2. Create org.apache.spark.rdd.RDD / org.apache.spark.api.java.JavaRDD, rdd has a partitioned collections of objects (without a schema)
Using directly sparkContext to parallelize scala.collection.Seq[A]:
Scala:
val stringRDD: RDD[String] = sparkSession.sparkContext.parallelize(Seq("a", "bb", "ccc"))
val rowRDD: RDD[Row] = stringRDD.map(string => RowFactory.create(string))
case class Person(name: String, age: Integer) // defined outside main method
val personRDD: RDD[Person] = stringRDD.map(string => Person(string, new java.util.Random().nextInt(100)))
personRDD.foreach(p => println(p))
personRDD.foreach(println) // same as above
output:
Person(ccc,63)
Person(a,50)
Person(bb,93)
Use JavaSparkContext wrapping sparkContext to allow parallelize java.util.List<T>
Java:
JavaRDD<String> stringJavaRDD
= new JavaSparkContext(sparkSession.sparkContext()).parallelize(Arrays.asList("a", "bb", "ccc"));
JavaRDD<Row> rowJavaRDD = stringJavaRDD.map(string -> RowFactory.create(string));
public static class Person implements Serializable { // class need to be public static outside main method
private String name;
private int age;
public Person() { } // default construction and setters/getters are required by spark
public Person(String name, int age) { this.name = name; this.age = age; }
public void setName(String name) { this.name = name; }
public void setAge(int age) { this.age = age; }
public String getName() { return name; }
public int getAge() { return age; }
@Override public String toString() { return "Person{name='" + name + "',age='" + age + "'}"; }
}
JavaRDD<Person> personJavaRDD = stringJavaRDD.map(name -> new Person(name, new Random().nextInt(100)));
personJavaRDD.foreach(p -> System.out.println(p)); // no .show() method on rdd
// personJavaRDD.foreach(System.out::println); // java.io.NotSerializableException: java.io.PrintStream
// using scala api in java requires scala imports and lots of boilerplate code:
Iterator<String> iterator = Arrays.asList("a", "b").iterator();
// import scala.collection.JavaConverters;
// import scala.collection.Seq;
// import scala.reflect.ClassManifestFactory;
// import scala.reflect.ClassTag$;
Seq<String> seq = JavaConverters.asScalaIteratorConverter(iterator).asScala().toSeq();
RDD<String> rdd = sparkSession.sparkContext().parallelize(seq, 2,
ClassTag$.MODULE$.apply(String.class));
// using explicit scala code in java (instead of implicit import)

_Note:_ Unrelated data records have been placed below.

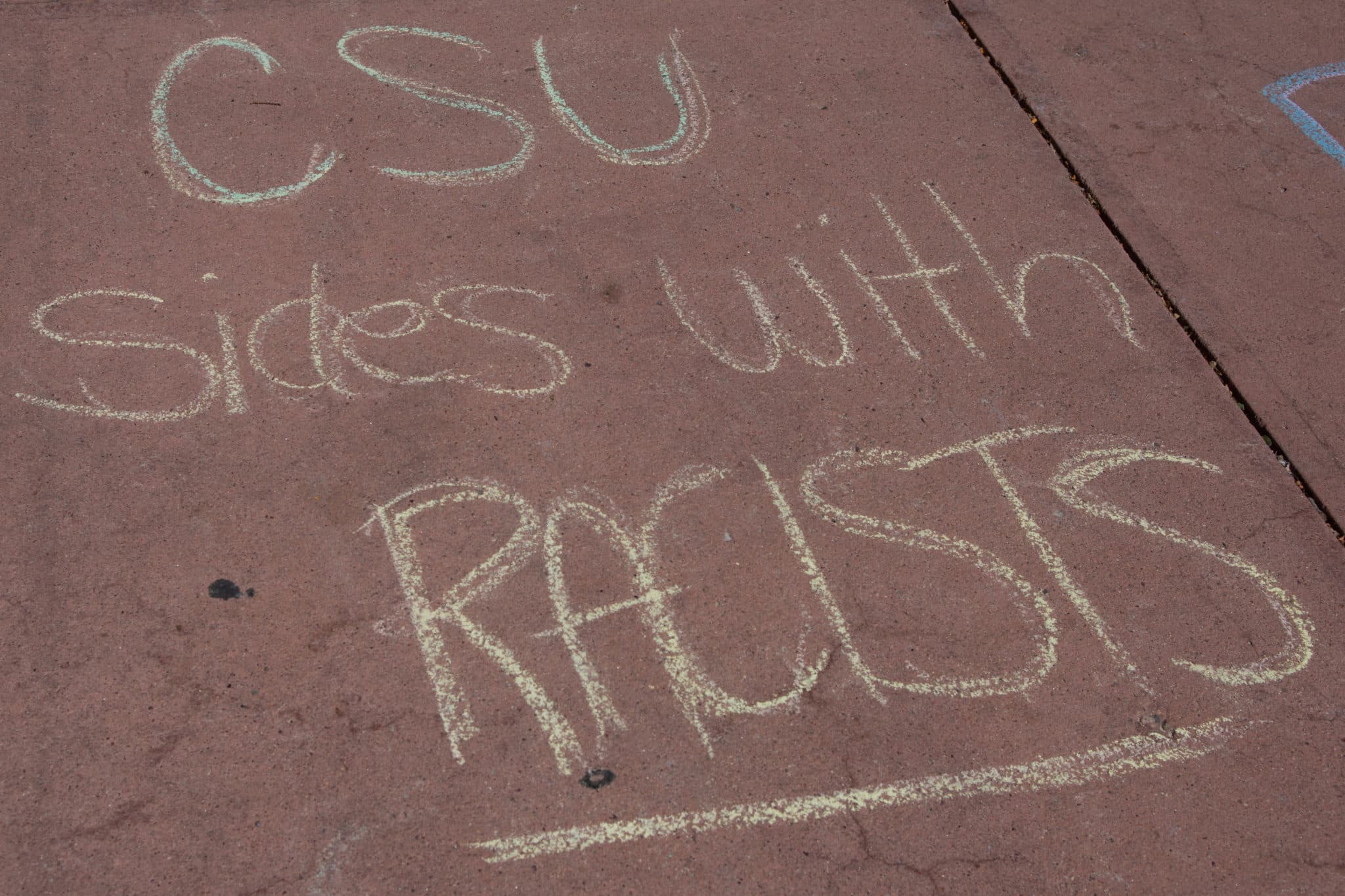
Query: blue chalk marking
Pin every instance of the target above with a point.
(564, 109)
(451, 98)
(175, 164)
(1279, 95)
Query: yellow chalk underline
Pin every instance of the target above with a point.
(1116, 758)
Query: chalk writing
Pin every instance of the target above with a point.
(693, 127)
(1281, 93)
(693, 114)
(332, 350)
(182, 174)
(349, 49)
(655, 589)
(1109, 296)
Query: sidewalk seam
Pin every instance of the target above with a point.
(1252, 417)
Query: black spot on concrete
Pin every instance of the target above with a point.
(595, 778)
(225, 590)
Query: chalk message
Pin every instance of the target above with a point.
(315, 345)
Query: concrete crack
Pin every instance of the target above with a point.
(1252, 417)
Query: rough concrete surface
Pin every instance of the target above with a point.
(1234, 200)
(713, 449)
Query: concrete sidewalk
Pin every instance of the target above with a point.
(646, 448)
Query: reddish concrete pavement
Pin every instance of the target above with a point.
(1223, 169)
(445, 461)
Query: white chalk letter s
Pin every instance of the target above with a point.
(444, 97)
(1071, 484)
(96, 406)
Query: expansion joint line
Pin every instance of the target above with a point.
(1252, 417)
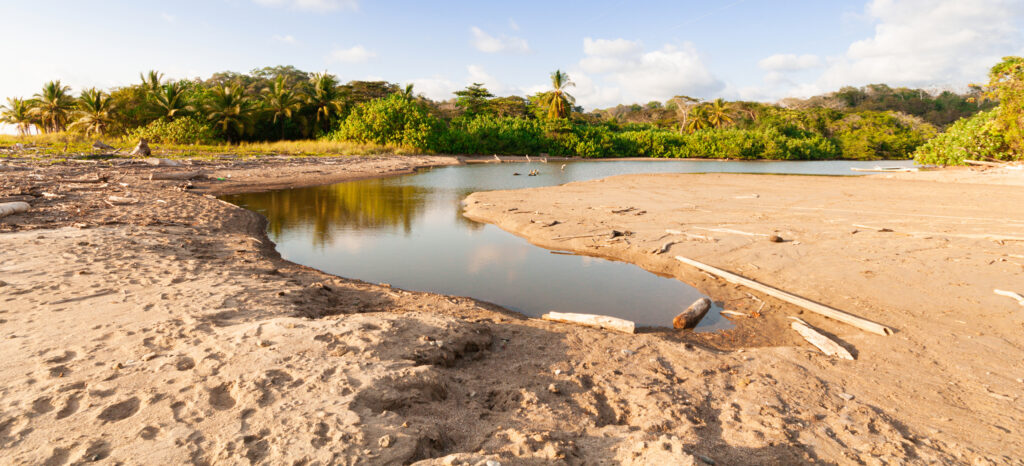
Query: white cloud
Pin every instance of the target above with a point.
(620, 71)
(286, 39)
(790, 62)
(354, 54)
(313, 5)
(929, 42)
(492, 44)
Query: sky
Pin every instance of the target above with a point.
(615, 51)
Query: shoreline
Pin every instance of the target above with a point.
(211, 348)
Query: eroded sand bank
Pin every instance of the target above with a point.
(169, 331)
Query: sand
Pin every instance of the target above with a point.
(168, 331)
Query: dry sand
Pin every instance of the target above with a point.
(168, 331)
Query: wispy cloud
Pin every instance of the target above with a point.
(285, 39)
(313, 5)
(354, 54)
(497, 44)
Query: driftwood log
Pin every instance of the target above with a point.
(180, 175)
(825, 344)
(815, 307)
(12, 208)
(692, 315)
(600, 322)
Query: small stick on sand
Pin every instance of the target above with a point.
(600, 322)
(12, 208)
(1010, 294)
(825, 344)
(733, 231)
(822, 309)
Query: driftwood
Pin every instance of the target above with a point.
(822, 309)
(121, 200)
(983, 163)
(12, 208)
(692, 315)
(175, 175)
(601, 322)
(825, 344)
(733, 231)
(1009, 294)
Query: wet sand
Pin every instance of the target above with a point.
(169, 331)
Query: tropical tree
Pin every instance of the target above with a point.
(281, 101)
(557, 100)
(52, 107)
(719, 113)
(230, 111)
(697, 119)
(325, 98)
(17, 112)
(169, 100)
(95, 112)
(473, 99)
(152, 80)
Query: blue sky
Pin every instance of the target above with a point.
(615, 51)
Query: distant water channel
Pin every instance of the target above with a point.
(410, 231)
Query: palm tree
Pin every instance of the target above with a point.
(95, 112)
(52, 107)
(151, 80)
(230, 111)
(697, 119)
(282, 101)
(558, 101)
(326, 98)
(719, 113)
(17, 112)
(169, 100)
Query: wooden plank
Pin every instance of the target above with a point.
(601, 322)
(815, 307)
(825, 344)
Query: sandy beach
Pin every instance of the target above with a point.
(166, 329)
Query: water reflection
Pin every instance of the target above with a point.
(410, 231)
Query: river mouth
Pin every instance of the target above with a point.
(409, 231)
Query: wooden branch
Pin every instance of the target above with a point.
(815, 307)
(1009, 294)
(181, 175)
(12, 208)
(825, 344)
(600, 322)
(983, 164)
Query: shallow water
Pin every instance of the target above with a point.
(409, 231)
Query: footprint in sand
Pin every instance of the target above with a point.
(220, 396)
(120, 411)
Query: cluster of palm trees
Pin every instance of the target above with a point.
(695, 116)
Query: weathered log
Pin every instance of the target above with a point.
(825, 344)
(141, 149)
(1011, 294)
(692, 315)
(600, 322)
(12, 208)
(815, 307)
(175, 175)
(122, 200)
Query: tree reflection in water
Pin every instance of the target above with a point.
(369, 204)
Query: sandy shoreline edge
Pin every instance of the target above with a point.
(167, 332)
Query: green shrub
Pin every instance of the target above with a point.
(394, 120)
(185, 130)
(973, 137)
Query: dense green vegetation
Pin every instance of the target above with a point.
(996, 134)
(285, 103)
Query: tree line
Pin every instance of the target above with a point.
(283, 102)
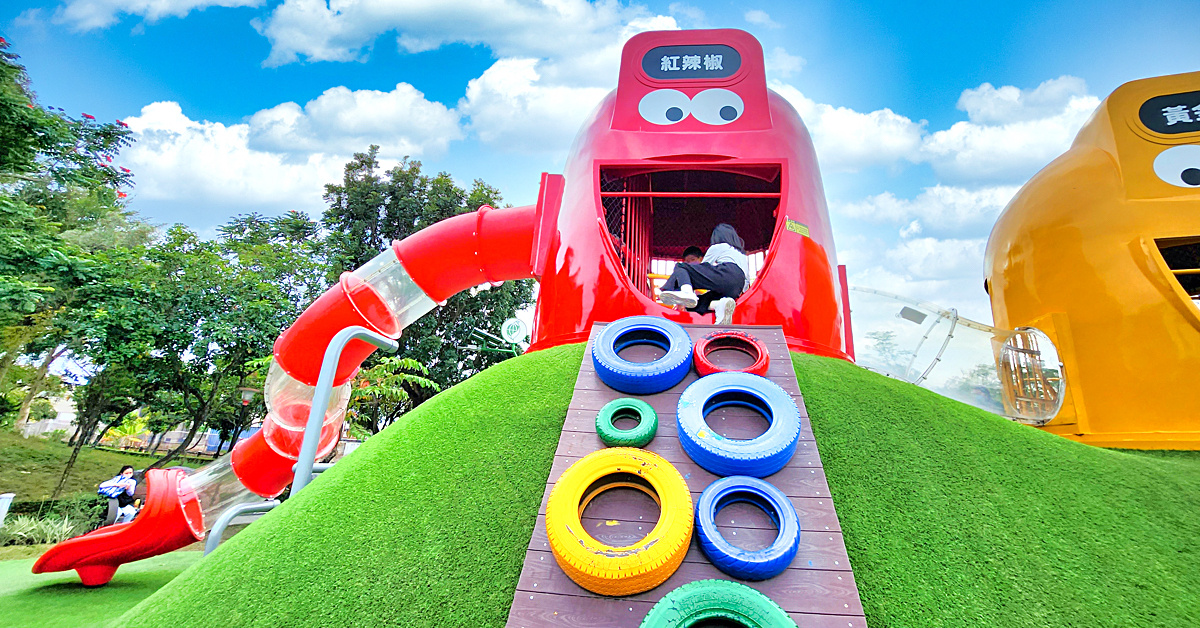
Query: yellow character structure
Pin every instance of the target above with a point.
(1101, 250)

implicits$ implicits = sparkSession.implicits(); // compiles (but highlighed as error in Intellij, no warnings in Eclipse Scala IDE)
Encoder<String> stringEncoder = implicits.newStringEncoder();
Dataset<Row> rowDataset1 = implicits.localSeqToDatasetHolder(stringSeq, stringEncoder).toDF();
3. Create org.apache.spark.sql.DataFrame and org.apache.spark.sql.Dataset: Dataframe is not available in Java because Dataframe is a scala alias for Dataset[Row]. Dataset is typed. Dataset typed with Row (DataSet<Row>) is Dataframe.
Scala:
// .toDF/.toDS requires sparkSession.implicits._
import sparkSession.implicits._
// 1. from rdd
val df: DataFrame = rdd.toDF() // defaults to `value` as column name: value: string (nullable = true)
val df2: DataFrame = rdd.toDF("str_name") // explicitly set column name: str_name: string (nullable = true)
val ds: Dataset[String] = rdd.toDS() // defaults to `value` as column name: value: string (nullable = true)
val personDF: DataFrame = personRDD.toDF()
personDF.printSchema() // both Dataset and Dataframe have schema associated
personDF.show()
// 2. from Seq
val df11: DataFrame = Seq("X", "Y", "Z").toDF()
val df12: DataFrame = Seq("X", "Y", "Z").toDF("my_string")
val ds11: Dataset[String] = Seq("X", "Y", "Z").toDS()
val personDf: DataFrame = Seq(Person("Bob", 21), Person("Alice", 20)).toDF()
val personDs: Dataset[Person] = Seq(Person("Bob", 21), Person("Alice", 20)).toDS()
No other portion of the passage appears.